Based on experience, the non-compliance of such agreements is most often raised when disputes arise before industrial tribunals on the termination of the employment contract. Unfortunately, it is then too late to regularize the situation. Therefore, it may be advisable to have individual agreements provided for a forfait-jours reviewed by an employment lawyer experienced in litigation without waiting for litigation to arise. A review will identify the matters that need to be addressed and may include an estimate of the financial risk incurred in the event of non-compliance.
Who is responsible for controlling working time and workload for executives?
The employer is responsible for controlling the workload, the number and the length of the working days of the executives. This responsibility cannot be transferred to the employee. In practice, the employer must set up a system to regularly monitor the number of working days and the workload of the employee. For example, the employee may be required to complete a time sheet on a monthly basis or to enter his/her working days digitally in a program set up for this purpose. The employer must also hold at least one annual interview (unless additional interviews are provided for in the applicable collective agreement) with the employee during which the latter’s workload must be discussed as well as the balance between his/her working and personal life.
Key point: controlling the workload of executives is a very sensitive topic in France and gives rise to a very large number of claims with very serious financial consequences. Social audits very often highlight the lack of control required by legal or conventional provisions. It is therefore strongly recommended in M&A transactions that non-compliance with French regulations on the matter be the subject of specific representations and warranties by the seller.
Is there a general obligation to monitor all employees’ working time?
From a legal standpoint, there is no general obligation for employers to monitor the working time of all employees, except employees working a certain number of days per year or employees submitted to individualized working hours (i.e., who are not subject to the collective working time in force within the company).
Key point: In practice however, it is strongly recommended to provide for such monitoring (e.g., through badge systems recording the entry and exit times of all employees) in order to avoid claims relating to the duration of working time and the payment of overtime. Based on experience, many employees regularly note their daily working hours (in particular, the hours which could be considered as overtime) and keep all supporting documents proving these hours worked. In the event of a claim, it is up to the employer who disputes the alleged overtime to prove the hours actually worked. Failing that, the employer will be considered as not having complied with the regulations on working time.

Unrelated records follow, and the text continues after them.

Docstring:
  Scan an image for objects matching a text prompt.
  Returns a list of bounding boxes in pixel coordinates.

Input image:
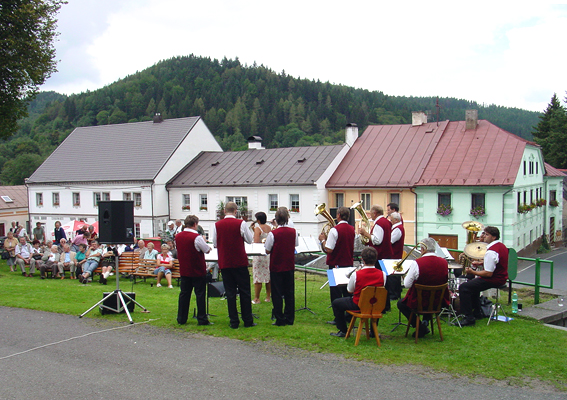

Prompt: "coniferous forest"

[0,55,540,185]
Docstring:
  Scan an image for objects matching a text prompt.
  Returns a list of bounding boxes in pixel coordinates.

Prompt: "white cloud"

[45,0,567,111]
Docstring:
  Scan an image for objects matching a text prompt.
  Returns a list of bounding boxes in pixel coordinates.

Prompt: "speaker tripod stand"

[79,256,149,324]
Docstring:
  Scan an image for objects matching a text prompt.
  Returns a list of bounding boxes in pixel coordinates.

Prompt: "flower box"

[437,204,453,217]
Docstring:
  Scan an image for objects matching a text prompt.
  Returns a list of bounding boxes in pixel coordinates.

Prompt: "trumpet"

[393,242,425,272]
[350,201,371,245]
[315,203,335,237]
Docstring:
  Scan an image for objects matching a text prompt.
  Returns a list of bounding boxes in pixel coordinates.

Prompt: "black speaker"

[100,292,136,315]
[207,282,224,297]
[98,201,134,244]
[329,207,355,226]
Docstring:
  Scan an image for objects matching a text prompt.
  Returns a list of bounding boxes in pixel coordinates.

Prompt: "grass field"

[0,261,567,391]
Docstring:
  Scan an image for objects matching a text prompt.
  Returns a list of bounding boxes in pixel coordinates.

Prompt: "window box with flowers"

[471,206,486,218]
[437,204,453,217]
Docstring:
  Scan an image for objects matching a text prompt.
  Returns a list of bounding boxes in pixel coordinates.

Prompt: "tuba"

[350,201,372,245]
[315,203,335,237]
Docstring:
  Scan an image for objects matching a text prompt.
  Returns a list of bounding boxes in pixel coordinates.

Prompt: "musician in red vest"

[386,212,406,300]
[319,207,354,325]
[459,226,508,326]
[212,201,256,329]
[175,215,212,325]
[331,247,386,337]
[359,205,392,260]
[264,207,298,326]
[398,238,450,338]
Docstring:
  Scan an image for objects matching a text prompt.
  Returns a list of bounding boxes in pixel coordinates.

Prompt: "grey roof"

[27,117,199,183]
[0,185,28,210]
[167,145,345,187]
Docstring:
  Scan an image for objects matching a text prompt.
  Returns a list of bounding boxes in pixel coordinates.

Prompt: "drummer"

[459,226,508,326]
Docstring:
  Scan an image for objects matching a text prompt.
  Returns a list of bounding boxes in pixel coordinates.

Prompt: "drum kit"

[449,221,488,313]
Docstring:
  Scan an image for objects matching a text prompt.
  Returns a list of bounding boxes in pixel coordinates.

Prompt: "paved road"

[515,247,567,292]
[0,307,567,400]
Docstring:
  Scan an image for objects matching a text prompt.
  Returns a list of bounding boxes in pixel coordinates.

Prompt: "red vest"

[327,224,354,267]
[215,218,248,269]
[352,268,384,305]
[368,217,393,260]
[481,242,508,286]
[270,226,295,272]
[404,256,451,309]
[175,231,207,278]
[390,224,406,259]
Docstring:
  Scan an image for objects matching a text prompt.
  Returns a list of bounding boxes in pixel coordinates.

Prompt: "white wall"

[169,186,327,236]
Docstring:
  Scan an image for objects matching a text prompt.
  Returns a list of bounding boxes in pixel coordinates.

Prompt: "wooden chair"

[345,286,388,347]
[406,283,447,343]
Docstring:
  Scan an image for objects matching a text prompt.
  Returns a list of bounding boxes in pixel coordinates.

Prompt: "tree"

[0,0,66,137]
[532,94,567,168]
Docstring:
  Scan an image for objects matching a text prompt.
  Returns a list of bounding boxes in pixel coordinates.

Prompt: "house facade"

[415,114,562,254]
[26,116,222,241]
[167,144,349,236]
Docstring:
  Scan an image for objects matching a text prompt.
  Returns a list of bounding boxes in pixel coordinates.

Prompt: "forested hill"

[0,55,540,184]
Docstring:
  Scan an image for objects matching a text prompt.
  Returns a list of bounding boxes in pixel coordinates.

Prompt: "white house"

[166,124,358,236]
[26,115,222,237]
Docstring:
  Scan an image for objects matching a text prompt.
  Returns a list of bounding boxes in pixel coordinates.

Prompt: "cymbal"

[463,242,488,259]
[461,221,484,232]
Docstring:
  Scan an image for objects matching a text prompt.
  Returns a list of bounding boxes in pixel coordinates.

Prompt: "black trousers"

[177,276,208,325]
[459,278,500,320]
[221,266,254,328]
[270,271,295,326]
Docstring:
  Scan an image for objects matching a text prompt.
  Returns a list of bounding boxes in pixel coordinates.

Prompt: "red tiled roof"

[544,163,567,178]
[326,121,448,188]
[417,120,537,186]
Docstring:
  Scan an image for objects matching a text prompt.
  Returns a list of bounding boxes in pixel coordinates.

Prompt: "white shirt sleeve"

[240,221,254,244]
[404,260,419,288]
[195,235,211,254]
[484,250,499,272]
[264,232,276,251]
[325,227,339,250]
[211,224,217,247]
[391,227,402,244]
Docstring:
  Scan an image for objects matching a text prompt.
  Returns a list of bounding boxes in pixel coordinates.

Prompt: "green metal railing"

[447,249,553,304]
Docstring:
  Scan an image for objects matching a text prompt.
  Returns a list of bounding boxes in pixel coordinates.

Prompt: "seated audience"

[154,244,173,289]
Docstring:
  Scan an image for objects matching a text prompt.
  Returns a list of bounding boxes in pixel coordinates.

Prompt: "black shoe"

[461,318,476,326]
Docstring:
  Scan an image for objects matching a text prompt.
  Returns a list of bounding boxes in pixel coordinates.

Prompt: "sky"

[41,0,567,112]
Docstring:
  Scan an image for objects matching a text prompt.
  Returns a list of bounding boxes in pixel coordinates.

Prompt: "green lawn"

[0,261,567,391]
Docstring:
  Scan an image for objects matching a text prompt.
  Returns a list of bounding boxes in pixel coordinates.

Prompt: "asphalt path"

[515,247,567,292]
[0,307,567,400]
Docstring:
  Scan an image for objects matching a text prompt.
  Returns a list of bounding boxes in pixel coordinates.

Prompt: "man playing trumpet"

[319,207,354,325]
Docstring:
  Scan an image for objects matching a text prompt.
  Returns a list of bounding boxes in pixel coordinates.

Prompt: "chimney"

[465,110,478,130]
[248,136,264,150]
[345,123,358,147]
[411,111,427,126]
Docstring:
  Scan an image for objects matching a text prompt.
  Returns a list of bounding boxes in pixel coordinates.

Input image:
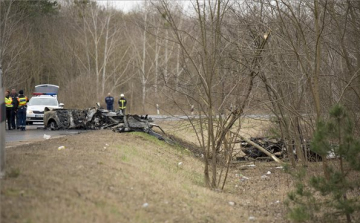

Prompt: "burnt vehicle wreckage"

[44,103,167,141]
[44,103,321,161]
[236,137,322,162]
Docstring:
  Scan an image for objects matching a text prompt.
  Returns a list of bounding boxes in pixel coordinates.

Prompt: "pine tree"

[288,105,360,222]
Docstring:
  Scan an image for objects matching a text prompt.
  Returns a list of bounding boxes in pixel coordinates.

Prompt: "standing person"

[5,91,14,130]
[105,93,114,111]
[10,88,19,129]
[118,94,126,115]
[17,90,29,131]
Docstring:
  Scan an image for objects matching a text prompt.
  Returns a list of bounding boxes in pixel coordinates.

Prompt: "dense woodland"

[0,0,360,222]
[0,0,360,179]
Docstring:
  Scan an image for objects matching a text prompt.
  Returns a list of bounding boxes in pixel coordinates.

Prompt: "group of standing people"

[105,93,127,115]
[5,89,29,131]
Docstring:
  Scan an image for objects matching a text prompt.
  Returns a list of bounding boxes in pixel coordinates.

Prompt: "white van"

[26,84,64,125]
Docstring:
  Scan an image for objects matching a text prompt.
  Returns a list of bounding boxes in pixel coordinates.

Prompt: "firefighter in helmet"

[118,94,126,115]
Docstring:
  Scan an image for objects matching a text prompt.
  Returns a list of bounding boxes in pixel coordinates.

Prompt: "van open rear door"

[34,84,59,95]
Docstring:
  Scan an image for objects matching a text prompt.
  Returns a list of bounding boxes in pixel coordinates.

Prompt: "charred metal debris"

[44,106,168,141]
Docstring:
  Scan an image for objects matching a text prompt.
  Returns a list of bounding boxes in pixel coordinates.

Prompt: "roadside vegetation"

[0,0,360,222]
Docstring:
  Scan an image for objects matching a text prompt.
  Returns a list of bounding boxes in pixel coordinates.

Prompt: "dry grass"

[1,122,292,223]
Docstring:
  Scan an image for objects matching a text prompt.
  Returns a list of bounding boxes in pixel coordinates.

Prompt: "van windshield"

[28,98,58,106]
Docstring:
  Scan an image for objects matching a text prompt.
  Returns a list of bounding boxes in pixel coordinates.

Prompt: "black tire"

[48,120,58,131]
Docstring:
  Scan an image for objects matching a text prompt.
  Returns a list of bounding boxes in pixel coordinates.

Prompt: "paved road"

[5,115,270,143]
[5,124,86,143]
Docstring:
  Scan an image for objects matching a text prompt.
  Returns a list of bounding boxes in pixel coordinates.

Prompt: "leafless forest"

[0,0,360,181]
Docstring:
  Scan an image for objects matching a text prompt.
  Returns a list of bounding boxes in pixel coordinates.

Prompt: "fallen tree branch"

[231,131,284,164]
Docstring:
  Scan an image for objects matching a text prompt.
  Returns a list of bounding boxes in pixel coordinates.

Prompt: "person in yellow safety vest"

[5,91,14,130]
[17,90,29,131]
[118,94,126,115]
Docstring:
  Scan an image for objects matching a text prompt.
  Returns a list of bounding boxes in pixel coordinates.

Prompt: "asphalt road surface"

[5,124,86,143]
[5,115,269,143]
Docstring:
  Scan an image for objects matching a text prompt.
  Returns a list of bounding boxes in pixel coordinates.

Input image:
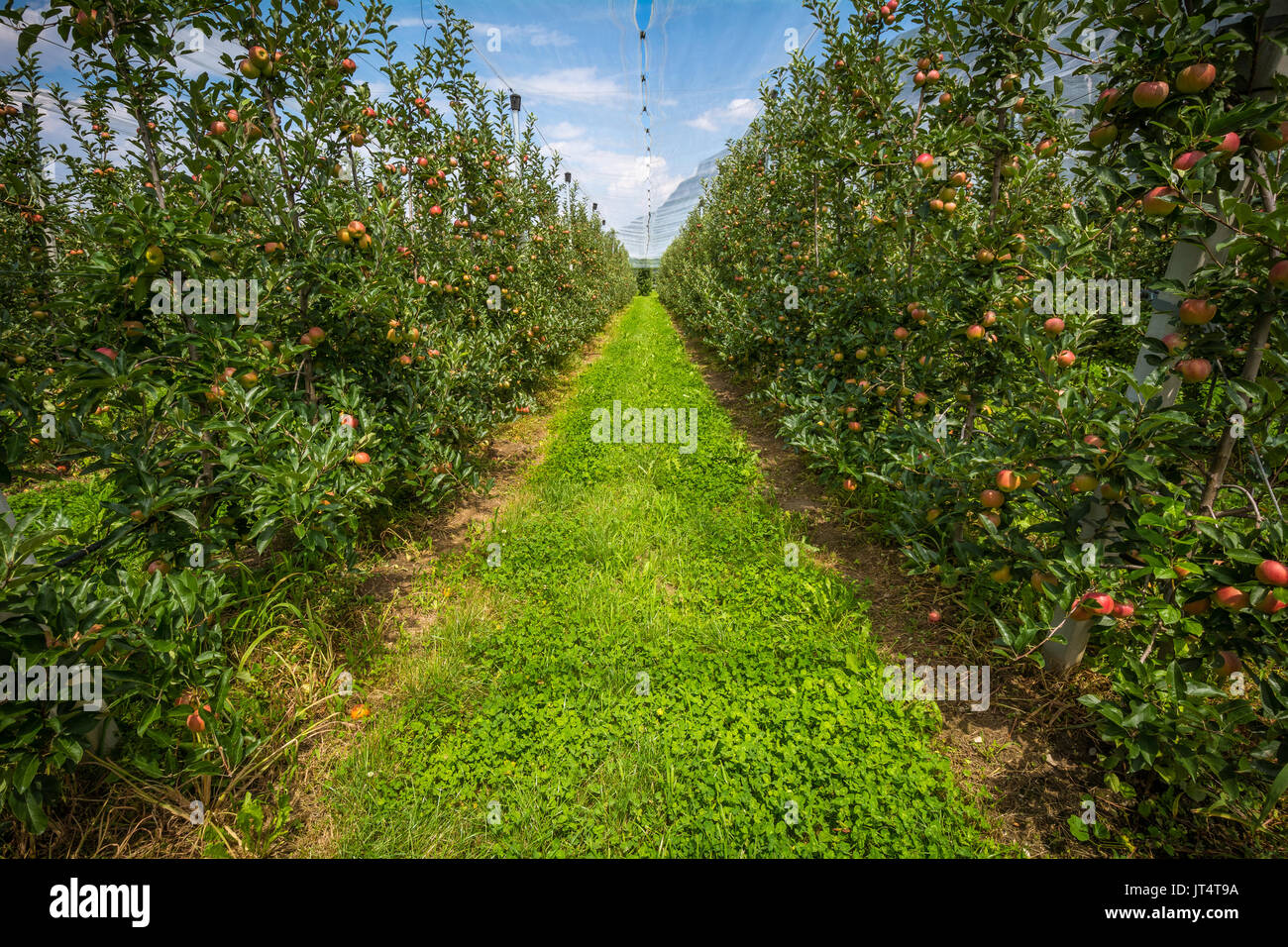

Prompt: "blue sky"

To conclude, working time is an essential topic in any social audit, whether this audit is prior to an acquisition transaction (thereby allowing for a negotiation on price or the inclusion of specific warranties) or is carried out for other reasons. In each case, the aim is the same: assessing the compliance of the company’s HR practices with the applicable legal rules, employment contracts or collective agreements, identifying and quantifying the major areas of risk, and recommending the appropriate solutions to minimize them.